2018 has seen the rise of stablecoins. Now we are in 2019, we should be wary of yet another stablecoin revolution since we believe that this year, stablecoins will become bigger and better than ever before.
What is a Stablecoin?
According to Investopedia:
“Stablecoin refers to a new class of cryptocurrencies which offer price stability and/or are backed by reserve asset(s). In recent times, stablecoins have gained enough traction as they attempt to offer the best of both worlds – the instant processing and security of payments of cryptocurrencies, and the volatility-free stable valuations of fiat currencies.”
Such stablecoins on the markets today include; Tether, USD Coin, TrueUSD, Paxos Standard Token, Dai, Gemini Dollar and others.
Why should I buy them?
Let’s remember that stablecoins are not an investment, you will not make a return from buying and holding stablecoins because they tend to be pegged to a stable asset, like FIAT current. In the instance of Tether, USDT is one Tether token that is pegged to the price of the US Dollar, therefore the token is always equal to $1.00.
What’s the point?
The idea of a stablecoin is to make it easier and safer to purchase and invest in other cryptocurrencies. Usually to purchase altcoins, you have to make the purchase in cryptocurrencies as many exchanges only allow for this feature. This means, you have to make a Bitcoin (or similar) purchase first, which instantly puts your deposit at risk, simply down to the fact Bitcoin is so volatile. Moving your money into Bitcoin, to purchase another cryptocurrency means in the end, you could lose more money than usual.
So, to beat this crypto to crypto purchase requirement, stablecoins exist to allow you to purchase cryptocurrency, which in turn can be spent on other cryptocurrencies, without the volatility of traditional coins like Bitcoin.
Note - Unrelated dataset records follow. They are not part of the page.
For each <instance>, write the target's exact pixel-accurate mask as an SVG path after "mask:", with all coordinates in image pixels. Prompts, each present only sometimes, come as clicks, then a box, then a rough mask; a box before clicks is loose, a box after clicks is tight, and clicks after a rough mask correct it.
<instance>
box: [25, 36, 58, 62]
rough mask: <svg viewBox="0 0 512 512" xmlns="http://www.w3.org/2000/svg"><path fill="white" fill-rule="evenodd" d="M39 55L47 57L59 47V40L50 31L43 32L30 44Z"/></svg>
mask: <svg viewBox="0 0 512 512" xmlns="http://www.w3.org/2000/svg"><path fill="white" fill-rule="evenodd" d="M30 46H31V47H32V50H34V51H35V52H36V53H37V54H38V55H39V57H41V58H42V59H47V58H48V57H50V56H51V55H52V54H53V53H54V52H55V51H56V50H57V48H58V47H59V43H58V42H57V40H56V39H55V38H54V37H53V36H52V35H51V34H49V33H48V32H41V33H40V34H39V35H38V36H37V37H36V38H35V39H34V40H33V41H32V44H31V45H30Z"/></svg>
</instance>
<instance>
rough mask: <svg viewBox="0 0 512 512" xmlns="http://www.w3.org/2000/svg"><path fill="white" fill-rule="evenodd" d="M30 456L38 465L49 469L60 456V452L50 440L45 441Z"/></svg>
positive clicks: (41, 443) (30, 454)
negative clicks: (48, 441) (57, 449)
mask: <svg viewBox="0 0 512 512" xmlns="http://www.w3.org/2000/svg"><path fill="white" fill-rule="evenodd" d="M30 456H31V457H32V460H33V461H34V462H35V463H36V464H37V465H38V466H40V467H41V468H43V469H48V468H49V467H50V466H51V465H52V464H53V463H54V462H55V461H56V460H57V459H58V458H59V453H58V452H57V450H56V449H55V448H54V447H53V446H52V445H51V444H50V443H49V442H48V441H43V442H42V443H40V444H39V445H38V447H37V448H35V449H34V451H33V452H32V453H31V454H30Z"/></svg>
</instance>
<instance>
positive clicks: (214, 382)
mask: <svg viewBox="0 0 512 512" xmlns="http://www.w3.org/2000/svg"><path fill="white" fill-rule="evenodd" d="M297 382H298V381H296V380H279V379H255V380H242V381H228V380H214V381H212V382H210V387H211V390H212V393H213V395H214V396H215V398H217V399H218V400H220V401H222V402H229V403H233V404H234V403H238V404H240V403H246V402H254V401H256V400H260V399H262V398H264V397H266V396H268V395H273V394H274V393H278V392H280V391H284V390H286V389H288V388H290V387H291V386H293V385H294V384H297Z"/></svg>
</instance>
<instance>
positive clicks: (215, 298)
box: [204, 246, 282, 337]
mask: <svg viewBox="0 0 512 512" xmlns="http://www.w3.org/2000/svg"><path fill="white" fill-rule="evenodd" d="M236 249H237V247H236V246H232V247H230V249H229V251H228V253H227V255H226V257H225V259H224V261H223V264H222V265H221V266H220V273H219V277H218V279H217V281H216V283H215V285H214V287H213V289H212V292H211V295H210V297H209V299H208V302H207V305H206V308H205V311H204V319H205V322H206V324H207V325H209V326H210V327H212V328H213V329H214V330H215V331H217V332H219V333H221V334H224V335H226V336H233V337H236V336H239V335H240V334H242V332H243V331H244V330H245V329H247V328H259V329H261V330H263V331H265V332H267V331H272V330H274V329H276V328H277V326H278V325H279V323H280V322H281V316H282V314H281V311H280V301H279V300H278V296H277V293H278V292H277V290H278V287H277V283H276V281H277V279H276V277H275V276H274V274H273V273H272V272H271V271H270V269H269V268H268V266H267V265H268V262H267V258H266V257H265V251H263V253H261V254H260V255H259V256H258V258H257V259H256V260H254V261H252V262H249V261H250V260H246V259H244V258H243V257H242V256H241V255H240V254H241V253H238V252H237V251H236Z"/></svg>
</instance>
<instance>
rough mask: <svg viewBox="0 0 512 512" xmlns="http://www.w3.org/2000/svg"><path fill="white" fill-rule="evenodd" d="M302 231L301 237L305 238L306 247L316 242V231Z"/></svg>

Stablecoins won’t sink in value overnight and thus, investors can safely hold stablecoins, in order to purchase crypto, knowing that their stablecoin holdings will not sink - they hold their value, therefore whatever you put in, you can get back out.
Okay, of course it is a little more complex than this, however our advice is that if you do wish to make crypto to crypto purchases, you are a little safer in doing so, if you purchase stablecoins first. To choose the perfect stablecoin, you need to check out the stablecoins properties and most importantly, you need to check out what trading pairs exist with that coin and also which exchanges the stablecoin can be used within.
It’s not a fool proof investment strategy and of course, purchasing crypto with stablecoins is still risky, but at the very least it does help you to protect your deposit somewhat. Remember that all cryptocurrency investment is risky, therefore before you choose to invest, make sure you do adequate prior research and be sure to trade safely.